Now, things have changed. From now on, we can't satisfy the desired node replica number for Data Service. Active vBuckets and replica vBuckets are now 40.000 (1:1).

This is what happens in node removals in a nutshell. Let's continue with failover.

Failover

At the beginning of this blog post, we said that there could be scenarios that we have to remove a node from the cluster. That is what Failover is. Couchbase documents describe failover as:

"Failover is a process whereby a node can be taken out of a Couchbase cluster with speed."

Failover has two types: graceful and hard.

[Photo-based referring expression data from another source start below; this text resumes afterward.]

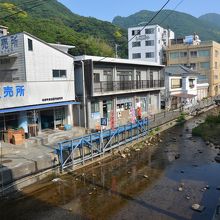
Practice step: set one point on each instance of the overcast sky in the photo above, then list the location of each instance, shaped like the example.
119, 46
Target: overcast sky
108, 9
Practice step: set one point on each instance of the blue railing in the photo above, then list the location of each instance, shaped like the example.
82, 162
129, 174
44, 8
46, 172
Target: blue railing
81, 149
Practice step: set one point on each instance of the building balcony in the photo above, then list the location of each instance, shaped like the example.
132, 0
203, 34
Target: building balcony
120, 86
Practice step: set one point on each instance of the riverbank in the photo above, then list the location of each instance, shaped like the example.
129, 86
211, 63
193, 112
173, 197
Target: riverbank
145, 184
25, 166
210, 129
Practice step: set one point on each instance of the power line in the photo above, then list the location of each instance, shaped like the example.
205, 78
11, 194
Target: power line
162, 21
145, 24
149, 21
18, 5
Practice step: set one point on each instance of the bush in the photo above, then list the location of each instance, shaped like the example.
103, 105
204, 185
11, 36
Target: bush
181, 118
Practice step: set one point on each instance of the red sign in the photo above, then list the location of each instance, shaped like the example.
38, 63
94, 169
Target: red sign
112, 120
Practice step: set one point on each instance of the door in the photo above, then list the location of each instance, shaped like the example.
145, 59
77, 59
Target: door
47, 119
138, 80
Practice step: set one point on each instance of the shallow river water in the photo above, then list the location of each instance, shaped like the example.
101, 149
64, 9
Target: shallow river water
144, 185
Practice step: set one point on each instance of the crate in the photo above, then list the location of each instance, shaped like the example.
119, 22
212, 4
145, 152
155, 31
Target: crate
17, 139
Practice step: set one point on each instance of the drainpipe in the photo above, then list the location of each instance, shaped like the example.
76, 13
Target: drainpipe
84, 96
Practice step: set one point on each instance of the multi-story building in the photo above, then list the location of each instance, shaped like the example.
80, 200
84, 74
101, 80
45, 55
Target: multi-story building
183, 87
203, 57
148, 43
36, 84
115, 88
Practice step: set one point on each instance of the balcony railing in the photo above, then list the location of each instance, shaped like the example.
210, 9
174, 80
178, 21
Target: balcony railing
110, 86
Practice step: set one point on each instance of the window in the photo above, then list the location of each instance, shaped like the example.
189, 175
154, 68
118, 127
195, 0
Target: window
94, 107
191, 83
136, 44
193, 66
174, 55
149, 43
136, 55
96, 77
150, 55
5, 61
59, 73
203, 53
193, 53
176, 83
136, 32
149, 31
30, 45
183, 54
205, 65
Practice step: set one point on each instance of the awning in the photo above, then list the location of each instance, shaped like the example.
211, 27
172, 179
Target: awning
13, 55
33, 107
184, 95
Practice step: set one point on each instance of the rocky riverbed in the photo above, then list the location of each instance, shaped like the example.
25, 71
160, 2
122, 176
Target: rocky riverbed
158, 179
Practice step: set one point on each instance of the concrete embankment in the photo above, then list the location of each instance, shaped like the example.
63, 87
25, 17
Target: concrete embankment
24, 166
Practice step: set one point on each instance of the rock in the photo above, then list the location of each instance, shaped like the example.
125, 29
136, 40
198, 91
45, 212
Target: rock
57, 180
177, 156
197, 207
217, 159
207, 187
207, 142
211, 145
218, 187
123, 155
180, 189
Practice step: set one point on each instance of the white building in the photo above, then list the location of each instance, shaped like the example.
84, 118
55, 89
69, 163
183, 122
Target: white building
36, 84
183, 87
148, 43
115, 88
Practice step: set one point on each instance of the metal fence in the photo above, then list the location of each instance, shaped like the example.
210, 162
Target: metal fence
82, 149
79, 150
107, 86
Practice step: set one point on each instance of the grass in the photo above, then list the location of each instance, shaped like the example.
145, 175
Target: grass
210, 129
182, 118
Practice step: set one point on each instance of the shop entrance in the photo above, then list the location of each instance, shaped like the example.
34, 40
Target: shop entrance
47, 119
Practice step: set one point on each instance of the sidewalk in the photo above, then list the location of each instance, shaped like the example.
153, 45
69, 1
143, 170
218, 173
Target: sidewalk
36, 155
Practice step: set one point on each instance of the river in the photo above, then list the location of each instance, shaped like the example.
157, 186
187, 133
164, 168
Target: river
144, 185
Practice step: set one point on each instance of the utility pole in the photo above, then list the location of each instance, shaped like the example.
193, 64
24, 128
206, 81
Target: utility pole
116, 50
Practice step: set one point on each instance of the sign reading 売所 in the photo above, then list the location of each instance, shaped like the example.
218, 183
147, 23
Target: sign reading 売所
12, 91
8, 44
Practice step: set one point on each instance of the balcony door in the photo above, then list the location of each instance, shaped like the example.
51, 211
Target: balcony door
125, 81
138, 80
151, 79
109, 80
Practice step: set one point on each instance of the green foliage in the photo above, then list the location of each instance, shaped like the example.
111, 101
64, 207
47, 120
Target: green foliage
181, 23
212, 119
212, 18
181, 118
53, 22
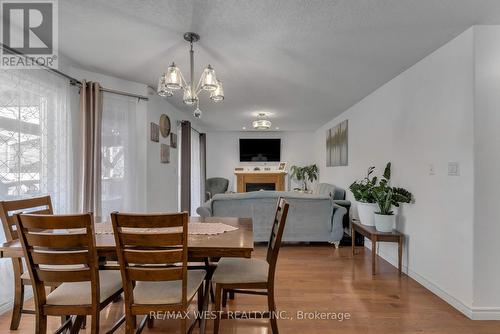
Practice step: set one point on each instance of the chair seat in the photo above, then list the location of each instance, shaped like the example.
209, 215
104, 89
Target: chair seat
167, 292
238, 270
79, 293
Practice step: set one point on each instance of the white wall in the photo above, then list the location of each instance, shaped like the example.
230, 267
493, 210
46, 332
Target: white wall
487, 175
423, 116
223, 151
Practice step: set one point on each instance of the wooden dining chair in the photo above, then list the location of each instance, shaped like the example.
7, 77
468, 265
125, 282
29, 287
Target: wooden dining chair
40, 205
61, 249
152, 253
251, 276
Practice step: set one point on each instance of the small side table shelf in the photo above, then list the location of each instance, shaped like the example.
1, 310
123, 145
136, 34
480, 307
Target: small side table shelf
375, 236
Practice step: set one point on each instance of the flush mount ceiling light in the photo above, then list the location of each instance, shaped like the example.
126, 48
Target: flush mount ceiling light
262, 123
173, 80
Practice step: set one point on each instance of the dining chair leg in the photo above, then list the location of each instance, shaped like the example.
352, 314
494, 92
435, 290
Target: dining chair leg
272, 311
225, 293
94, 326
77, 325
200, 298
18, 304
151, 321
218, 292
129, 323
184, 325
41, 324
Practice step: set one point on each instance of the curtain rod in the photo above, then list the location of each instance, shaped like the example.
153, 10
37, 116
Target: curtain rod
73, 81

Let's start with graceful. Graceful is a failover type that specific to nodes that have Data Service. The type name is graceful because Couchbase removes the node in a controlled style, so there will be no downtime. If the service is a Data Service, the process makes replica vBuckets active and then removes the Data Service node. The cluster itself can't activate graceful failover. It has to be manually activated.

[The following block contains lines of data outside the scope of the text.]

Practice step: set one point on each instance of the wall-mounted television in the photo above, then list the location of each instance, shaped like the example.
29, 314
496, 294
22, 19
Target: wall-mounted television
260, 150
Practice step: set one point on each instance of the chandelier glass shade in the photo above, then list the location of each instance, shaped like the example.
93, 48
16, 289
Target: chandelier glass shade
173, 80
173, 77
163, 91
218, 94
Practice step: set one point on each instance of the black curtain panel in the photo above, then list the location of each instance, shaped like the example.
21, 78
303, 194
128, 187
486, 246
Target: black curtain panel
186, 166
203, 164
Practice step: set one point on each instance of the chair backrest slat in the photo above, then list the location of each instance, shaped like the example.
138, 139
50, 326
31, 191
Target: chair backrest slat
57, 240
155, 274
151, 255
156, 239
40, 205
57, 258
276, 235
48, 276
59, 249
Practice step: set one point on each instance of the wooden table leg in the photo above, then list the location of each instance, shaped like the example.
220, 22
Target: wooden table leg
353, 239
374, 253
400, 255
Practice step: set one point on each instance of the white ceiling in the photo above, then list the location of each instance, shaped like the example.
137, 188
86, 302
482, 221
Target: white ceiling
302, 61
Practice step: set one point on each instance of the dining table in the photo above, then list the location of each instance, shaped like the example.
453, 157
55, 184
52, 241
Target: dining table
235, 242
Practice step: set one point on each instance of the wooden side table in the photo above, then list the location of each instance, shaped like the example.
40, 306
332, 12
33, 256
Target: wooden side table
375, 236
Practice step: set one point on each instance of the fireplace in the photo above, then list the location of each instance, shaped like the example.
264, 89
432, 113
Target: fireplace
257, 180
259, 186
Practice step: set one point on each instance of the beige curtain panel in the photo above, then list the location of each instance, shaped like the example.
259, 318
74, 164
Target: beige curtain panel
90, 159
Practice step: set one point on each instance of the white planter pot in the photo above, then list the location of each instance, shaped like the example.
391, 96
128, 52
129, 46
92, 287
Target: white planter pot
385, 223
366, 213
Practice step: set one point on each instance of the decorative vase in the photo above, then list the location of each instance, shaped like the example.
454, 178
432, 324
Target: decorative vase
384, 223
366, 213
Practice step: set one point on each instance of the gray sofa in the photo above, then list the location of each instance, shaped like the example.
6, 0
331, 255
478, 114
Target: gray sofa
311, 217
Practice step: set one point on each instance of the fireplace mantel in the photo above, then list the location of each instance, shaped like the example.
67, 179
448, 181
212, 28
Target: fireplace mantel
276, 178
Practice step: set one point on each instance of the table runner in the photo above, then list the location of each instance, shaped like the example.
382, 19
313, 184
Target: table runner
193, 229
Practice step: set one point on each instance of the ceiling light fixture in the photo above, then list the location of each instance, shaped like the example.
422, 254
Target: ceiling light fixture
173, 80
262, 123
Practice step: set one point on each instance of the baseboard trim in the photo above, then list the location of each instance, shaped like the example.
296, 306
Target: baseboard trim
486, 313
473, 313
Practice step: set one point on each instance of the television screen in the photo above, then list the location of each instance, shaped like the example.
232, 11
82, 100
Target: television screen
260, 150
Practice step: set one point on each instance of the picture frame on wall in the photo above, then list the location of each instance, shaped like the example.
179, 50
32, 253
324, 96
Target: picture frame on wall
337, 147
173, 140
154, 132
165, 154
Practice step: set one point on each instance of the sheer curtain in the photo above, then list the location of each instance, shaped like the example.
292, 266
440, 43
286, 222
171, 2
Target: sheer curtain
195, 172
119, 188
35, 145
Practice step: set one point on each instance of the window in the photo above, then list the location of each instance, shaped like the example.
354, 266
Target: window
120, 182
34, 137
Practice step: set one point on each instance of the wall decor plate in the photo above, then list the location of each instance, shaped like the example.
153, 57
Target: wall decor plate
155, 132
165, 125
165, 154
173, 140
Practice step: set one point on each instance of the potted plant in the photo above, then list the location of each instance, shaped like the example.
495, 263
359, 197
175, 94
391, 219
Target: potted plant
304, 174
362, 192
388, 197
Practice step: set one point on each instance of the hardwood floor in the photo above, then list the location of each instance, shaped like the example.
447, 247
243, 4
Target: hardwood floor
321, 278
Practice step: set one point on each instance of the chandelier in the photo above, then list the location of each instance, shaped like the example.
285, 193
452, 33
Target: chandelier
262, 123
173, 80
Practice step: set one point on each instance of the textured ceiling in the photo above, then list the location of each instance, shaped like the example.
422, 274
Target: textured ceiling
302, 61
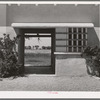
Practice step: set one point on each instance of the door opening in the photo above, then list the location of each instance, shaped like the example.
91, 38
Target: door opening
39, 53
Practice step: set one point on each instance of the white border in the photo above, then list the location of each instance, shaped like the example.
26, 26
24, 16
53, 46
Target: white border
49, 94
50, 2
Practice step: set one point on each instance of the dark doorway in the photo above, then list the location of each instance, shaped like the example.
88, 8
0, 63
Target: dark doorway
39, 47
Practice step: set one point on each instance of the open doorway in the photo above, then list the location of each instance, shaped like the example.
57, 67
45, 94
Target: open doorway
39, 53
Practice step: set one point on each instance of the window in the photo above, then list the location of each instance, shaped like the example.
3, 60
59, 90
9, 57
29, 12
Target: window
73, 40
76, 39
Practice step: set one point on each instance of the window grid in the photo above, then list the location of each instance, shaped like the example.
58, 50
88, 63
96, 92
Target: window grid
76, 39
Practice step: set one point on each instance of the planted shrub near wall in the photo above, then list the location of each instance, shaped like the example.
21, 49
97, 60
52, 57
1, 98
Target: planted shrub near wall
8, 59
92, 57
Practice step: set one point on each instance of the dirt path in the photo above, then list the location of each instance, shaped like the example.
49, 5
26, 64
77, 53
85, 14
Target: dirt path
71, 76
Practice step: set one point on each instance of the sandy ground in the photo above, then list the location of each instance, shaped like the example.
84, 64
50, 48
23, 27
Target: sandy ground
71, 76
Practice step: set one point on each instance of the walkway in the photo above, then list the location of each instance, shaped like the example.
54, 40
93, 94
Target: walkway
71, 76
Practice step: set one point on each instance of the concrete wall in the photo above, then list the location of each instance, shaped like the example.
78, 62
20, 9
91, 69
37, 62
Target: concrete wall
51, 13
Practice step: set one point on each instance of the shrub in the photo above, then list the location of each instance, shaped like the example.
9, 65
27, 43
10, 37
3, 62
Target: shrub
92, 56
8, 61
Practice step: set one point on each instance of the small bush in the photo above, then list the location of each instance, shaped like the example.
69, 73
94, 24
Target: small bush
8, 61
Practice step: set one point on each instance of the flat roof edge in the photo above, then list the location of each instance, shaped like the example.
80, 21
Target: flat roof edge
52, 25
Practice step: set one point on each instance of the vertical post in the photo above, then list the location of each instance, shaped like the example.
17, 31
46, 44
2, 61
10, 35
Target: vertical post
21, 50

Hard failover is necessary when a node becomes unreachable. If the service is a Data service, the process makes replica vBuckets active and removes the Data Service node like the graceful failover. Hard failover can be manually activated, but failover can be automatically triggered by Cluster Manager additionally. This process is called Automatic failover. Automatic failover occurs on three kinds of failure: node failure, disk read/write failure, and group failure.

If a failover has occurred, gracefully or hardly, there will be an imbalance in the ratio of active to replica vBuckets. So Rebalance should be triggered.

Recovery

There are two possibilities after failover. First is eradicating the node from the cluster by Rebalance completely. The second is to Recover the node and add it back to the cluster by Rebalance.

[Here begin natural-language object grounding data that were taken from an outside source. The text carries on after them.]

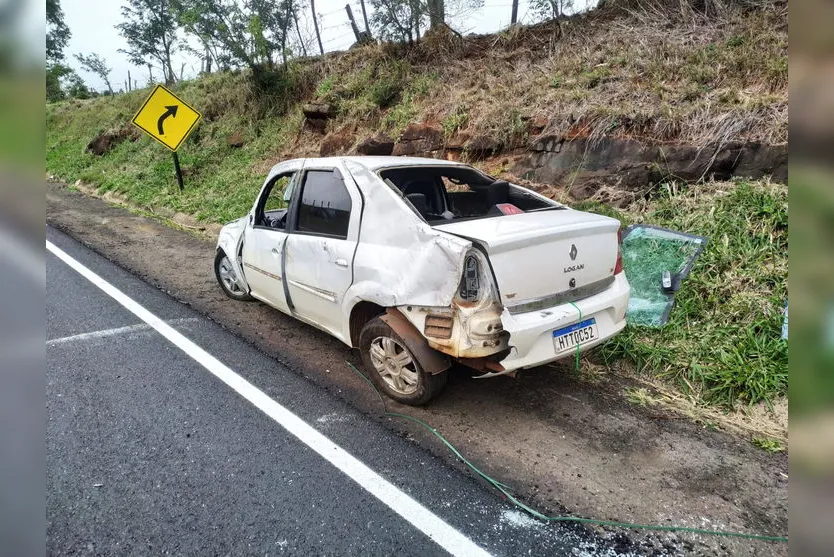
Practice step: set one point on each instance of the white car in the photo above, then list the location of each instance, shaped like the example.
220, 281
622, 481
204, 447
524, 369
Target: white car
422, 262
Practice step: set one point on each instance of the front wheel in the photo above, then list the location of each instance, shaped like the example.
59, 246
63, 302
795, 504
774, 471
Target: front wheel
227, 278
393, 367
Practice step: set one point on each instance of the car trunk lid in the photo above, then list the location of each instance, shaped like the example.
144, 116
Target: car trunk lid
545, 258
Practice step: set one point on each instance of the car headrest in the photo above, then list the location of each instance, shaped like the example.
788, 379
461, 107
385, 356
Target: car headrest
418, 201
498, 192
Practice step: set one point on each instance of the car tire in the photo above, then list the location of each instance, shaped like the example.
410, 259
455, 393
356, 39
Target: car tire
225, 274
393, 368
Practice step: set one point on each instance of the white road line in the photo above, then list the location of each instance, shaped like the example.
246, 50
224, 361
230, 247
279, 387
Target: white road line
410, 510
81, 337
22, 256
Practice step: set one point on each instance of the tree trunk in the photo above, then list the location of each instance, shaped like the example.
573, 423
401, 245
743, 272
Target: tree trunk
298, 32
365, 18
352, 22
316, 25
436, 13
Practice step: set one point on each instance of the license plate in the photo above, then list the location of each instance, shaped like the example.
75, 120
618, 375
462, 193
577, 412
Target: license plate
576, 334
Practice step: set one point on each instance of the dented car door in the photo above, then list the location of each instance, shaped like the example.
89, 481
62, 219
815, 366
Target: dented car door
265, 237
324, 228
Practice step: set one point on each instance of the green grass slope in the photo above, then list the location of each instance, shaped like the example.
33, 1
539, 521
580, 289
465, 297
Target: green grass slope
649, 76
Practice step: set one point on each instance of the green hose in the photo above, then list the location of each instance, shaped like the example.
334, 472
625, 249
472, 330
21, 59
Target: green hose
506, 490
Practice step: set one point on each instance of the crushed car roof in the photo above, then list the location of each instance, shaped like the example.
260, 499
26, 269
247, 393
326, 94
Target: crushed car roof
377, 162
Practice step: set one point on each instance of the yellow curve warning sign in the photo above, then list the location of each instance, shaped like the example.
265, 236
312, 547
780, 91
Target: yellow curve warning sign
166, 117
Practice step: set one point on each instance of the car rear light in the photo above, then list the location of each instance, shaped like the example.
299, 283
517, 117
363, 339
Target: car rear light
470, 282
509, 209
438, 326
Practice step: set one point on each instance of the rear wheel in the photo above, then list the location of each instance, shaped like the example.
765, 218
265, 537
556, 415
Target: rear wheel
393, 367
227, 278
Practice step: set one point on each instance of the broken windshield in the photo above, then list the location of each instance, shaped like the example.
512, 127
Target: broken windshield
443, 194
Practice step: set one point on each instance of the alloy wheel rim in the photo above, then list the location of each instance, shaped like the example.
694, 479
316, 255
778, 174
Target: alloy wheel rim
395, 365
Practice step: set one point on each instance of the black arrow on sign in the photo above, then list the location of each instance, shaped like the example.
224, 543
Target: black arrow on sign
170, 111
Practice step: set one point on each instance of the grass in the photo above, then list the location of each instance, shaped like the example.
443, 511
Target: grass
769, 445
722, 342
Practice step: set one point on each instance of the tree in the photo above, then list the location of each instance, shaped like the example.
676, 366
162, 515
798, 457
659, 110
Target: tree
150, 30
97, 65
402, 20
249, 33
76, 88
57, 32
398, 20
54, 74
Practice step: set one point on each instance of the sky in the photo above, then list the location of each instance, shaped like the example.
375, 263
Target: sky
92, 23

There are type types of Recover: Delta and Full Recovery.

Delta Recovery

Delta Recovery takes all the data, takes it to memory, and resynchronizes. The recovery process does not delete any vBuckets.

Recovery-2-v2.gif

Delta Recovery only works when the node and cluster are healthy, but the node is in a failed-over state. But even these conditions are satisfied, there could be problems while Delta Recovery is working. So instead of Delta Recovery, Full Recovery could take over. There are a lot of reasons why this operation could happen. For example, the node could be hard failed over and marked for removal, or there could be configuration changes while the recovery process was performing.

Full Recovery

Full Recovery is far simpler than Delta Recovery. The process removes all vBuckets and documents from the node and elects a new collection of vBuckets and documents.

Recovery-1-v2.gif

If the node has GSI Indexes, they are left unmodified during the rebalance in both recovery processes.

In the Delta Recovery, data is already in the node, so there is less network traffic than Full Recovery. But Delta Recovery could need significant memory, and it could exceed the bucket memory quota.

Thank you for reading.

May the force be with you!